Bionic Technologies Transforming the Science of Healthcare Delivery
Version of Record online: 4 APR 2011
© 2011 Wiley Periodicals, Inc.
Clinical and Translational Science
Volume 4, Issue 2, pages 84–86, April 2011
How to Cite
Waldman, S. A. and Terzic, A. (2011), Bionic Technologies Transforming the Science of Healthcare Delivery. Clinical and Translational Science, 4: 84–86. doi: 10.1111/j.1752-8062.2011.00271.x
- Issue online: 4 APR 2011
- Version of Record online: 4 APR 2011
Individualization of patient care is creating an envisioned future in which practitioners wield a new doctor’s bag deploying individual molecular, genetic, cellular, and systems profiles.1,2 These emerging tools are refining traditional paradigms of disease palliation into nuanced patient management algorithms employing prognostic risk stratification, therapeutic response prediction, and adverse event avoidance.3,4 Advancing technologies are enabling a shift to more proximal nodes along the continuum of pathobiology. Innovations in biomarker platforms, genomic profiling, and molecular imaging reveal the earliest stages of pathophysiology,5–7 limiting systems disruption to cells and tissues while preserving integrated organ function, enabling risk mitigation and disease prevention.8–10 At even earlier stages, the interplay of genetics, epigenetics, environmental exposures, nutrition, and lifestyle define a roadmap to the clinical nonpareil of disease avoidance.11 Broad dissemination of these principles into global healthcare paradigms changes the dynamics and economics of health across populations.11–13 Realization of these algorithms transforms healthcare from the tradition of relieving pain and suffering to a future maintaining longitudinal wellness and healthy aging.12,14,15
While coevolution of emerging technologies offers unprecedented opportunities for risk mitigation and disease prevention, their impact on the science of healthcare delivery is restricted by the stochastic nature of disease evolution. Symptomatic disease rises to medical attention because disruption of integrated organ function produces physical manifestations, initiating the reactive palliative model of healthcare delivery. In contrast, early evolution of disease confined to cells and tissues, often the stage most amenable to cure, evades medical attention because it is asymptomatic and, consequently, silent. The time course of progression from asymptomatic to symptomatic disease states, a critical element in therapy lag, reflects individual genetic and environmental parameters and their impact on disease-specific pathobiology; organs affected and their functional reserve; and kinetics of disease progression. These elements conspire to produce uniquely individual profiles of disease progression whose temporality often defies prediction, relegating healthcare delivery to reactive palliation, rather than proactive anticipatory risk mitigation and prevention.4,14,15
This paradigm is exemplified by cardiovascular disease, the leading cause of morbidity and mortality worldwide, afflicting 15% of the global population.16 This is the principle cause of coronary artery disease, which underlies the 10 million myocardial infarctions that occur each year worldwide.17 In the United States, 18 million Americans live with coronary artery disease that produces more than 1 million myocardial infarctions and 0.5 million deaths each year at a cost of $36 billion, an economic burden that will escalate to more than $100 billion by 2030.18 The pathobiology includes critical progressive narrowing of coronary arteries by expanding atheromatous plaque, which limits blood flow to downstream myocardium.17 The erratic kinetics of progression of atheromatous growth and vessel narrowing reflect genetic, environmental, lifestyle, and other unknown factors whose interactions remain undefined. The acute event at the center of morbidity and mortality, myocardial infarction, is precipitated by the unpredictable rupture of these plaques, creating a thrombogenic surface precipitating clot formation and acute vessel obstruction.17,19 The severity of organ damage, in part, reflects the reservoir of collateral circulation to at-risk myocardium downstream from the occlusion. An essential therapeutic paradigm minimizing mortality is treatment by clot lysis or angioplasty at the earliest time after the onset of a myocardial infarction.20 Here, “time is muscle,” and delays in treatment result in irretrievable loss of myocardium associated with diminished cardiac function.

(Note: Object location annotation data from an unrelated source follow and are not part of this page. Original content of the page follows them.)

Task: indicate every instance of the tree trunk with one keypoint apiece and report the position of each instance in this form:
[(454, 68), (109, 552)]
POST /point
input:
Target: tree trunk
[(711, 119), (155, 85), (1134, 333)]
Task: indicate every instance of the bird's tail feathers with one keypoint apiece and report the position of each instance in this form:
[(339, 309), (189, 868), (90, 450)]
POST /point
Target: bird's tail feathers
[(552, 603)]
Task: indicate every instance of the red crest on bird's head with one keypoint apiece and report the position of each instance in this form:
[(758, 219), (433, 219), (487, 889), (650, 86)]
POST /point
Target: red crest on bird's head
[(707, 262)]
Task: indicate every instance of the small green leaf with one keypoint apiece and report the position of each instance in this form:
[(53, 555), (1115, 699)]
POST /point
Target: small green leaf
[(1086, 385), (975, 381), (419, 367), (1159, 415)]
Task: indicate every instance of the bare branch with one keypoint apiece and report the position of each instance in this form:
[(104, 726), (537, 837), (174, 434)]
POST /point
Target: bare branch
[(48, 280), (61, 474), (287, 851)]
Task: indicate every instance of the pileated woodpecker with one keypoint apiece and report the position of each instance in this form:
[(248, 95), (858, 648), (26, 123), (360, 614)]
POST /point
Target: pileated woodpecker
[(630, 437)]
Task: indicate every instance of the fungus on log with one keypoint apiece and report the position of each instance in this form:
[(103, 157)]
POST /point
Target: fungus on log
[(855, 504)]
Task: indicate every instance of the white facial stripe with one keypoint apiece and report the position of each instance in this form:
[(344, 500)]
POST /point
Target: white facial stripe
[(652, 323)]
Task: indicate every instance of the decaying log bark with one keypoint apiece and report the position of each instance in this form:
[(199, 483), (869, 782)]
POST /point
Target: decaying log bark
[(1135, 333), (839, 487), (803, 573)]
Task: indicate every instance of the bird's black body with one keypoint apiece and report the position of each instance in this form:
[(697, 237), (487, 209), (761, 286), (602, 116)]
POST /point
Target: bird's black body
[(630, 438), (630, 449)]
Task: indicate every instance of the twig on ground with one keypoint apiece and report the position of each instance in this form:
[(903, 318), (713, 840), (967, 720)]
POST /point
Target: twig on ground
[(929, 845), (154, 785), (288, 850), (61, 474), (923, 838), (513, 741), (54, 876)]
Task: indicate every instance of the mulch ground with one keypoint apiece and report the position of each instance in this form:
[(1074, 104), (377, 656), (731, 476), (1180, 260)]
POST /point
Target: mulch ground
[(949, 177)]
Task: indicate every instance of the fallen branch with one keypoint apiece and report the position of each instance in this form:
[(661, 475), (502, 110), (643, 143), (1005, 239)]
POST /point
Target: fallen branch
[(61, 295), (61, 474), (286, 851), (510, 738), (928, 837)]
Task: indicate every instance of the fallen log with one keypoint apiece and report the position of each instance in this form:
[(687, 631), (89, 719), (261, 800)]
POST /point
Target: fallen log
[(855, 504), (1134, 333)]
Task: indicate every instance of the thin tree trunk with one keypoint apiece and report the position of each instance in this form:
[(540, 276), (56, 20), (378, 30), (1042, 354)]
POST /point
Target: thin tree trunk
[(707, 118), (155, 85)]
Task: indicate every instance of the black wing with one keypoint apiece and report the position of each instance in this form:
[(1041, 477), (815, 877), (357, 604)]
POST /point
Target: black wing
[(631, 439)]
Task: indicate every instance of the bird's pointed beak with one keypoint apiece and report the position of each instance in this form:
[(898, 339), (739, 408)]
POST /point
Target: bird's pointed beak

This example highlights the essential contribution of the stochastic nature of disease progression to morbidity and mortality. Even in the context of established risk factors, for example hypercholesterolemia, hypertension, or diabetes, and the associated certainty of the presence of coronary artery disease, the temporal kinetics of disease progression and plaque rupture remain unpredictable in individual patients. If there was certainty to the timing of myocardial infarctions in the minutes to hour time scale, clot lysis, or angioplasty could be initiated at the earliest possible moment, minimizing myocardial damage and maximizing cardiac function.20 Beyond optimizing the timing of acute interventions, if plaque rupture could be predicted on the hours to day time scale, myocardial infarctions and the associated morbidity and mortality could be eliminated. The ability to predict and prevent myocardial infarctions in real time could transform the science and economics of healthcare delivery globally.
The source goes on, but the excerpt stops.